Did you ever read the log you shared and did you ever see the full dmesg in the log?
sw0128
October 25, 2023, 3:06am
11
Hi. I have attached a kernel panic log after I applied late_initcall
late_initcall is applied to dc.c in sources/kernel/kernel/nvidia/drivers/video/tegra/dc
kernel_panci_after_late_initcall.txt (6.5 KB)
Hi,
I am not sure if you know what dmesg means. I need to see the full boot up log in kernel.
But none of your log ever showed that part. You have bootloader log. But you didn’t have kernel logs.
sw0128
October 25, 2023, 4:57am
13
Hi
here is the log on normal boot up with late_initcall
but, you know I didn’t get log through dmesg when we meet kernel panic. because i didn’t meet prompt from file system.
normal_bootup_log.txt (71.7 KB)
That is because you have “quiet” in your kernel cmdline. You have to remove it so that your uart log will have dmesg.
[ 0.000000] Kernel command line: quiet root=/dev/mmcblk0p1 rw rootwait rootfstype=ext4 console=ttyTCU0,115200n8 console=tty1 fbcon=map:1 net.ifnames=0
I need you to share the full log which contains bootloader log and kernel log all at once for both successful case and NG case.

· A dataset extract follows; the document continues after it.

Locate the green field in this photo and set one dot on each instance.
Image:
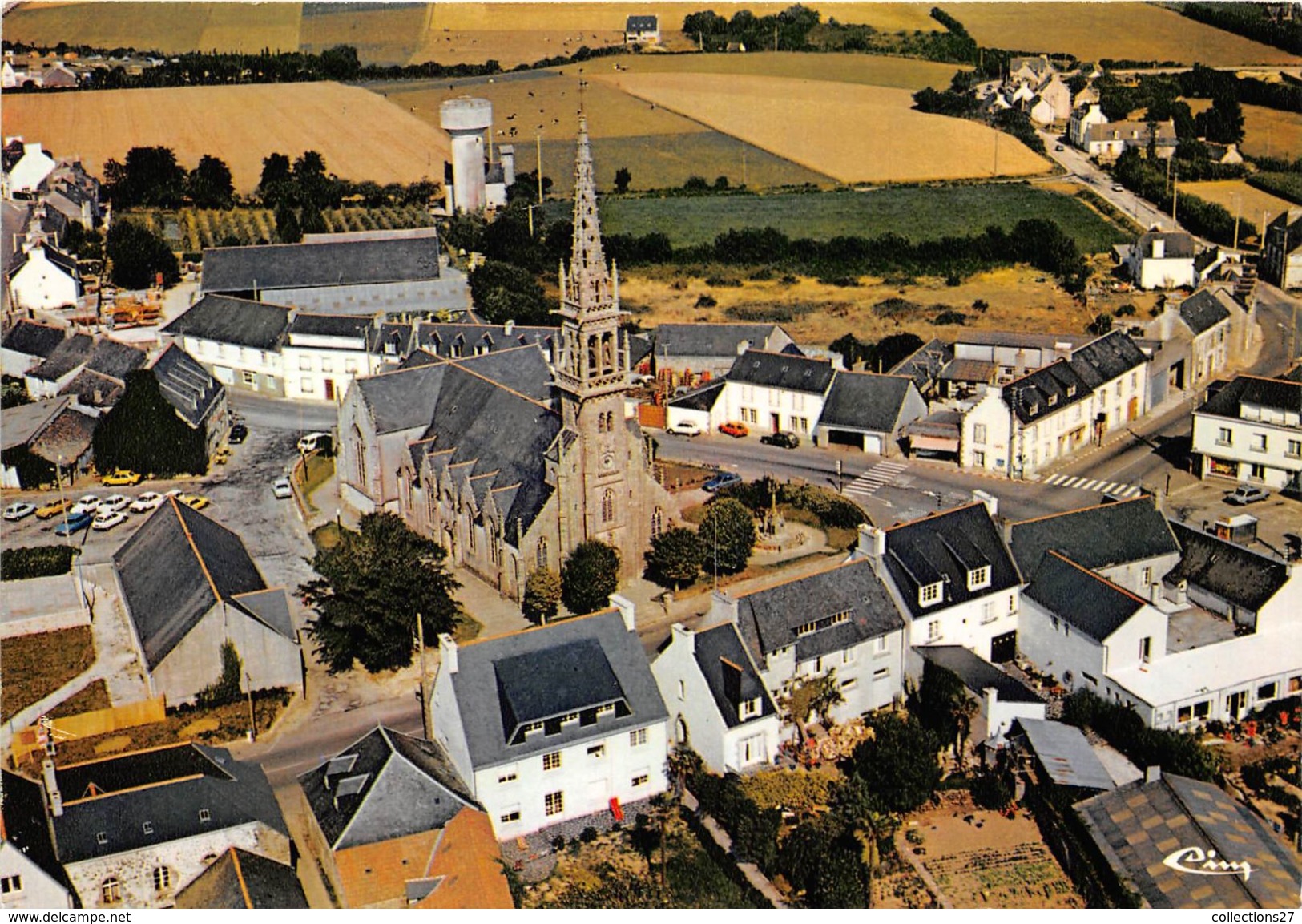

So far there is no such log provided. You only provided uefi log but no kernel log or only kernel log but no bootloader log. I need them exist in same log.
sw0128
October 25, 2023, 6:09am
17
Hi
sorry to give you log with quiet flag.
I’ve attached again log after removed quiet flag
late_initcall_normal_log.txt (76.7 KB)
late_initcall_panic_log.txt (62.9 KB)
Hi,
In previous comment, you told me you already disabled the boot logo.
But this log obviously tells the reversed result. Which one is correct here?
[0003.823] I> edid read success
[0003.835] I> edid read success
[0003.835] I> width = 640, height = 480, frequency = 25174825
[0003.836] I> width = 1024, height = 768, frequency = 65000000
[0003.836] I> width = 1920, height = 1080, frequency = 148500000
[0003.837] I> width = 1360, height = 768, frequency = 85500000
[0003.837] I> width = 720, height = 576, frequency = 27000000
[0003.841] I> width = 720, height = 480, frequency = 26973026
[0003.847] I> width = 720, height = 480, frequency = 26973026
[0003.852] I> width = 720, height = 576, frequency = 26973026
[0003.858] I> width = 720, height = 576, frequency = 26973026
[0003.863] I> width = 1280, height = 720, frequency = 74175824
[0003.869] I> width = 1280, height = 720, frequency = 74175824
[0003.874] I> width = 1920, height = 1080, frequency = 148351648
[0003.880] I> width = 1920, height = 1080, frequency = 148351648
[0003.886] I> Best mode Width = 1920, Height = 1080, freq = 148351648
[0003.897] I> hdmi_enable, starting HDMI initialisation
[0003.902] I> hdmi_enable, HDMI initialisation complete
[0003.911] initializing target
sw0128
October 25, 2023, 7:39am
19
Hi.
after test with bootloader status disabled and return false, I’ve recovered them.
I’ll set them ( bootloader false, return false, late_initcall) again and then give log to you.
thank you so much to your support
I just want to clarify if this issue is related to bootloader logo enabled/disabled.
Also, since bootloader status is for bootloader to use, you cannot just flash kernel dtb partition.
You have to full flash the board or flash the bootloader dtb partition to make it work.
sw0128
October 26, 2023, 8:27am
21
if set bootloader-status = “disabled” in kernel dts is correct, there is no message like “I> hdmi_enable, starting HDMI initialisation” in UEFI?
How could I know if set bootloader-status = “disabled” is correct or not.